Re: pg_autovacuum

From: Josh Berkus <josh(at)agliodbs(dot)com>
To: "Matthew T(dot) O'Connor" <matthew(at)zeut(dot)net>, PostgreSQL-development <pgsql-hackers(at)postgresql(dot)org>
Subject: Re: pg_autovacuum
Date: 2004-03-23 05:32:04
Message-ID: 200403222132.04732.josh@agliodbs.com
Views: Raw Message | Whole Thread | Download mbox | Resend email
Thread:
Lists: pgsql-hackers

Matt,

> So interesting, most uses request the per table settings, guess there
> is sufficient demand for both.

The reason for us is that multi-database installations generally have
significantly different purposes for each database; for example, with a
"reporting" database on the same server that needs no vacuuming at all.

> You might be missing the point, the advantage of using pg_autovacuum is
> that it wouldn't waste cycles doing vacuums on tables that don't need
> it.
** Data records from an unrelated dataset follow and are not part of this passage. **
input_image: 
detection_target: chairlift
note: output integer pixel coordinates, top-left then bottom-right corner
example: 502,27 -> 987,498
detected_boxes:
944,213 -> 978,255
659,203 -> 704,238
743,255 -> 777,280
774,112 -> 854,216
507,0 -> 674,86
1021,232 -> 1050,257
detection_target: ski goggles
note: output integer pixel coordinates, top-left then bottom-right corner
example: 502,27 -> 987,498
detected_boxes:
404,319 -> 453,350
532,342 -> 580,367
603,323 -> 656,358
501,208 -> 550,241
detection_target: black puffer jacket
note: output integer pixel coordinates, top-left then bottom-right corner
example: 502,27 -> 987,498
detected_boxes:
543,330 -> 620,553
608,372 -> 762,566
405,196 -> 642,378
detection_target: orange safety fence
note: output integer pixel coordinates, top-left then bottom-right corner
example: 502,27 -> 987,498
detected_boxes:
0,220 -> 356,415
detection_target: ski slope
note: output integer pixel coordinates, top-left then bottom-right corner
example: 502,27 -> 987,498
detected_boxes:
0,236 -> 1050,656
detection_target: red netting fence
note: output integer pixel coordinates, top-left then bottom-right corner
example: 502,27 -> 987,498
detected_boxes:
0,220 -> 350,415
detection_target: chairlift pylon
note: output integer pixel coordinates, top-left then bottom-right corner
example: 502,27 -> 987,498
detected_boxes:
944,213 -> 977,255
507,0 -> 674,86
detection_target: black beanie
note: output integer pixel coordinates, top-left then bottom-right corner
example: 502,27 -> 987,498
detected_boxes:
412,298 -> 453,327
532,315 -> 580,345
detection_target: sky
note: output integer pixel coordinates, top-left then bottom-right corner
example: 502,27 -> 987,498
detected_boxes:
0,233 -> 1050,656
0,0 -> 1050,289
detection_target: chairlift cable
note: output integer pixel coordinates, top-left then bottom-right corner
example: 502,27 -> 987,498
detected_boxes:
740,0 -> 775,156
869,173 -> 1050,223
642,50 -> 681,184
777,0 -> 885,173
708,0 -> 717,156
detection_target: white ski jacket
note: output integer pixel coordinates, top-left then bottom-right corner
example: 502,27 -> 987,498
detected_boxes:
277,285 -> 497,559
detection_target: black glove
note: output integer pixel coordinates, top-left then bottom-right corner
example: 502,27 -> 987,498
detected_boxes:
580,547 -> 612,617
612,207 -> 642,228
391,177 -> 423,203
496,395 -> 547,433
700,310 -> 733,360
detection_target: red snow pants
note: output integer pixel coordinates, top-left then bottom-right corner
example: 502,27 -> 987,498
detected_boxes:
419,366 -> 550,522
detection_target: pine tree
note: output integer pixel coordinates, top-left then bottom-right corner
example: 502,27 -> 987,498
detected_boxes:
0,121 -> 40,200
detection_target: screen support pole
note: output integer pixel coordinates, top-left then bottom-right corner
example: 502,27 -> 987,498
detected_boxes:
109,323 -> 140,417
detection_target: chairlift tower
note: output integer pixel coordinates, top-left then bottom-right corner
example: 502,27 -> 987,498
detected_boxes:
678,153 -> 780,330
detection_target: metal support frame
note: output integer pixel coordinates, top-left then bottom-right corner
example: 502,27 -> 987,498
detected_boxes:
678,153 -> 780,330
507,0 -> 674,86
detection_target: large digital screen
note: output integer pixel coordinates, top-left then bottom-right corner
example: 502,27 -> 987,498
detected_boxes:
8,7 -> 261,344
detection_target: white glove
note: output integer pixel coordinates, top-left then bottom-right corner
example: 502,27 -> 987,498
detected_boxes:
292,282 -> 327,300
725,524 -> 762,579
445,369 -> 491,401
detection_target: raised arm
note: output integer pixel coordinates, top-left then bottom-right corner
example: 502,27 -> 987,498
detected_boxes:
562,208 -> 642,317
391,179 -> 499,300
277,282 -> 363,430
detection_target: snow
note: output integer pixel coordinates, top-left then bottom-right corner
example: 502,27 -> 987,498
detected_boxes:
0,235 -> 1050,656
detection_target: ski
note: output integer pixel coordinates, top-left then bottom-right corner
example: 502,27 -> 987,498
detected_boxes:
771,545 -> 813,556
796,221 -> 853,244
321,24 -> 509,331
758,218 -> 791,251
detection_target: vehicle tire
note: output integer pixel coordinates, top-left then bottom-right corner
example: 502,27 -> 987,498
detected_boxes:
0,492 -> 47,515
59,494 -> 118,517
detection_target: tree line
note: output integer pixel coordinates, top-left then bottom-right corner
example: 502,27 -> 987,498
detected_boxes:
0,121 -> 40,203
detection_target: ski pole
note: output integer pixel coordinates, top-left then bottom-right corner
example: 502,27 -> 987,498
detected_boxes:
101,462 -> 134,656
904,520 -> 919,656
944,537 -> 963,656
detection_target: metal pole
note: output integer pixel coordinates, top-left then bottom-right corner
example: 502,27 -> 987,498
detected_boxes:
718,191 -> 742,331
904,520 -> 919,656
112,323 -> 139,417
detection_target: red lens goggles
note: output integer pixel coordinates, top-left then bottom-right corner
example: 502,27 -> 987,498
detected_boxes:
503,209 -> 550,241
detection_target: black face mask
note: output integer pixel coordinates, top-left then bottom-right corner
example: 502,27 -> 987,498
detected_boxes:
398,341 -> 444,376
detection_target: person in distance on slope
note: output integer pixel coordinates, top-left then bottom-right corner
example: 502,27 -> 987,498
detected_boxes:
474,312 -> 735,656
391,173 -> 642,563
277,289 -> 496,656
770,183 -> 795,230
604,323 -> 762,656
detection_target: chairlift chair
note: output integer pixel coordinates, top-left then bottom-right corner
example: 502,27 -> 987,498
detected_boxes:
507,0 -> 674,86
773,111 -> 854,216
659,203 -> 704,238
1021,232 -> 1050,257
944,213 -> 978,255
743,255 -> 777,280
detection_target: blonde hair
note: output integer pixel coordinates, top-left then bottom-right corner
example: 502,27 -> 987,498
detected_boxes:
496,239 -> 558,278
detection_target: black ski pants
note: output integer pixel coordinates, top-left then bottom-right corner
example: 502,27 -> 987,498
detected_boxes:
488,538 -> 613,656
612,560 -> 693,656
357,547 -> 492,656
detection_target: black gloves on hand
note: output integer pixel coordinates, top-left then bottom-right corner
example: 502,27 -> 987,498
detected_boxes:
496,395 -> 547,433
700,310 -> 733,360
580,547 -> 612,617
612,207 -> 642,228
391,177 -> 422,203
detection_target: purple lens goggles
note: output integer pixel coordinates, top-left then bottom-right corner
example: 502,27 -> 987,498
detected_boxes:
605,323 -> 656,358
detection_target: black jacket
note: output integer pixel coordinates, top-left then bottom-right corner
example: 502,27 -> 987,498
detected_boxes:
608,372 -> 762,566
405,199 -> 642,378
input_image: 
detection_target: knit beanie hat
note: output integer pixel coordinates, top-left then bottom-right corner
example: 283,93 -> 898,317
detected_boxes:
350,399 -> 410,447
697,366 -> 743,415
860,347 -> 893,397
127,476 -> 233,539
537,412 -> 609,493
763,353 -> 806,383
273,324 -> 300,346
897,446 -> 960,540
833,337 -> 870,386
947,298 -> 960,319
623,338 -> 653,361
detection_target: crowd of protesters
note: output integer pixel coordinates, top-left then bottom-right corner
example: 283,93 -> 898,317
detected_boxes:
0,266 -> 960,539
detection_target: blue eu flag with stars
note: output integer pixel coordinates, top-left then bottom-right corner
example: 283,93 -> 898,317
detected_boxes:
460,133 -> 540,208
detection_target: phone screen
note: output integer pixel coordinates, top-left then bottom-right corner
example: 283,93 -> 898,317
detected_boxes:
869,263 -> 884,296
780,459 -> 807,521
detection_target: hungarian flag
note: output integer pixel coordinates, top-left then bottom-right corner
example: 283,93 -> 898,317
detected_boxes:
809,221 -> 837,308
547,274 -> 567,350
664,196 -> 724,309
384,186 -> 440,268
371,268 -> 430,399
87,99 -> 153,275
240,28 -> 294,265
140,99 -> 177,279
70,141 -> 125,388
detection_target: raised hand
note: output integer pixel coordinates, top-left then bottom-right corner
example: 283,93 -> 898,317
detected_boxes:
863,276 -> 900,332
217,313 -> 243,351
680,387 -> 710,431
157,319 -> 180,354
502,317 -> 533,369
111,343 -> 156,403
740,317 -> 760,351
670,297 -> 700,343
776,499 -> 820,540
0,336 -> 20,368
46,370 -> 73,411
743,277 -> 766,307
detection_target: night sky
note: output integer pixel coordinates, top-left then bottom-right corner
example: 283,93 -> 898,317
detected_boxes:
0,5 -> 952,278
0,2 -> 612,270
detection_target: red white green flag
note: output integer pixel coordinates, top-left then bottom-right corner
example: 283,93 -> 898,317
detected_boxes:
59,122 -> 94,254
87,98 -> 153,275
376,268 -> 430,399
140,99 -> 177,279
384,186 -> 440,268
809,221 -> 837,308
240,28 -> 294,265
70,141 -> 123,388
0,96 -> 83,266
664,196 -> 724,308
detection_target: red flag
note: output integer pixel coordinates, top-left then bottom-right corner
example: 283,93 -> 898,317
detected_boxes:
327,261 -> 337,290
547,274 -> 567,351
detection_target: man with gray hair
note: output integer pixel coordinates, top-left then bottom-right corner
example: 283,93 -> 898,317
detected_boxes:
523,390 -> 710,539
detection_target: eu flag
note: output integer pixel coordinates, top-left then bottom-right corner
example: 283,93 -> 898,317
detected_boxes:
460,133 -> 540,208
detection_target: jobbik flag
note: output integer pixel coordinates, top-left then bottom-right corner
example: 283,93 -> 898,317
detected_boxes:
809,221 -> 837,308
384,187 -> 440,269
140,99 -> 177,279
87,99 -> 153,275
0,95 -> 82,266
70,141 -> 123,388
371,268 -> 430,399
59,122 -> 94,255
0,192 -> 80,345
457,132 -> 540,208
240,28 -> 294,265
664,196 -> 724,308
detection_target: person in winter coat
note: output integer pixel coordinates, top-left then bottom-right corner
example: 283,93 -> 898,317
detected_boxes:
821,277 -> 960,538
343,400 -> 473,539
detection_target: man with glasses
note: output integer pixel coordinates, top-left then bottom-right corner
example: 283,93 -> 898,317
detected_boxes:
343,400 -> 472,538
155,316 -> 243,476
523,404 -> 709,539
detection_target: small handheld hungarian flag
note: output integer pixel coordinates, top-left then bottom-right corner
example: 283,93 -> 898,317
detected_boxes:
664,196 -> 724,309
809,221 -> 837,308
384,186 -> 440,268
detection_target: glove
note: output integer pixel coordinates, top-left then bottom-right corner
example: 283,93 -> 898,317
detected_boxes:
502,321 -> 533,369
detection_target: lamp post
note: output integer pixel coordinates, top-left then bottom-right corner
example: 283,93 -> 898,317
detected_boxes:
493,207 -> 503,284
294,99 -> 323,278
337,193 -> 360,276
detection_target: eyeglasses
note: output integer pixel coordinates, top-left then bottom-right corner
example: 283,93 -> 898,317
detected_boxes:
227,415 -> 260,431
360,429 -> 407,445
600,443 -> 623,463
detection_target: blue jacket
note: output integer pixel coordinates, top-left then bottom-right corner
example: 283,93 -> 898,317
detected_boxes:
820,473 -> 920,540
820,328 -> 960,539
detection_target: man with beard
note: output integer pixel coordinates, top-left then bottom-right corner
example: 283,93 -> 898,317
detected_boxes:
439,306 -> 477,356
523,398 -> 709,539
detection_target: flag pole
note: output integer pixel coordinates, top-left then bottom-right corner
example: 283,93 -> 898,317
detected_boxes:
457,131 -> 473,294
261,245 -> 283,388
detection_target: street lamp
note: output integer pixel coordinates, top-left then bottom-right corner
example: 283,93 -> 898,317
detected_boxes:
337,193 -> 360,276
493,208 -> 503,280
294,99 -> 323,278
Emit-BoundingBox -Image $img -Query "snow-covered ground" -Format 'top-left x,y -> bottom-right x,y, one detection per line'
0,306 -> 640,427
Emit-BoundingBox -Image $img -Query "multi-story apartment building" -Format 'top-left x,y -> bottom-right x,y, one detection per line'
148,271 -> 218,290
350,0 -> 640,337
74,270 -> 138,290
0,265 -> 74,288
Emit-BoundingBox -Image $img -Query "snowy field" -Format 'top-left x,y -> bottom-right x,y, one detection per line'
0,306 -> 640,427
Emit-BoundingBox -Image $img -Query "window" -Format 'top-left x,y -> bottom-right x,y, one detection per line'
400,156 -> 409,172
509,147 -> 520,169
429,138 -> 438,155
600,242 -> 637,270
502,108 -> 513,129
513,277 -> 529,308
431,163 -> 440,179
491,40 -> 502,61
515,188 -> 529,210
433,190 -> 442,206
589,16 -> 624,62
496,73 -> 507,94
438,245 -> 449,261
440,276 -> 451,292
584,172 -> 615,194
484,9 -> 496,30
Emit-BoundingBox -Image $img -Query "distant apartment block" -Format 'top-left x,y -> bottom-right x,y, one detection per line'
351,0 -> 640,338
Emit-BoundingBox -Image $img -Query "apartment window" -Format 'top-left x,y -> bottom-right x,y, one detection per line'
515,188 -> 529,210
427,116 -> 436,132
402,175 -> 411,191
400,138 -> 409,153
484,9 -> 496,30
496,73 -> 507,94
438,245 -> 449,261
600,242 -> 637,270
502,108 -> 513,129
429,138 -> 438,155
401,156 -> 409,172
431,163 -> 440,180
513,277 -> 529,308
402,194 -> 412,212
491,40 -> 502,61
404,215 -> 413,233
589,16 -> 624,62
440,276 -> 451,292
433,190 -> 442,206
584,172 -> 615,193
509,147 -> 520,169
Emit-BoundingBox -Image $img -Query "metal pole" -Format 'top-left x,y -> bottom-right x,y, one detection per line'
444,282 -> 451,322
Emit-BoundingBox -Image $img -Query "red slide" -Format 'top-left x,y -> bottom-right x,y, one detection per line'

If we have persistent data (saving state information periodically)
> then this is a very easy feature to add.

OK, I can see that.

> What I'm thinking is that the VACUUM command could be modified to write
> down some data from the stats system at vacuum time. Once the VACUUM
> command writes this down for itself then pg_autovacuum just uses that
> number to make its decision. Again, we are trying to reduce as much as
> possible superfluous vacuums. If an admin vacuums his whole cluster
> every Sunday night that may prevent lots of vacuums occurring during
> business hours that effect processing.

Be nice, yes. However, my experience is that mixing manual and autovacuums
is bound to lead to endless support requests, because conflicts *will* arise.
So in some ways you'd be working to please those who can't be pleased.

> Backend integration should solve the 1st issue. Parallel vacuums is
> something that could be worked on at some point. Would it make sense
> to incorporate this with tablespaces? The vacuum daemon would only
> issue one vacuum command per tablespace, but could issue as many
> parallel vacuums as you have independent tablespaces.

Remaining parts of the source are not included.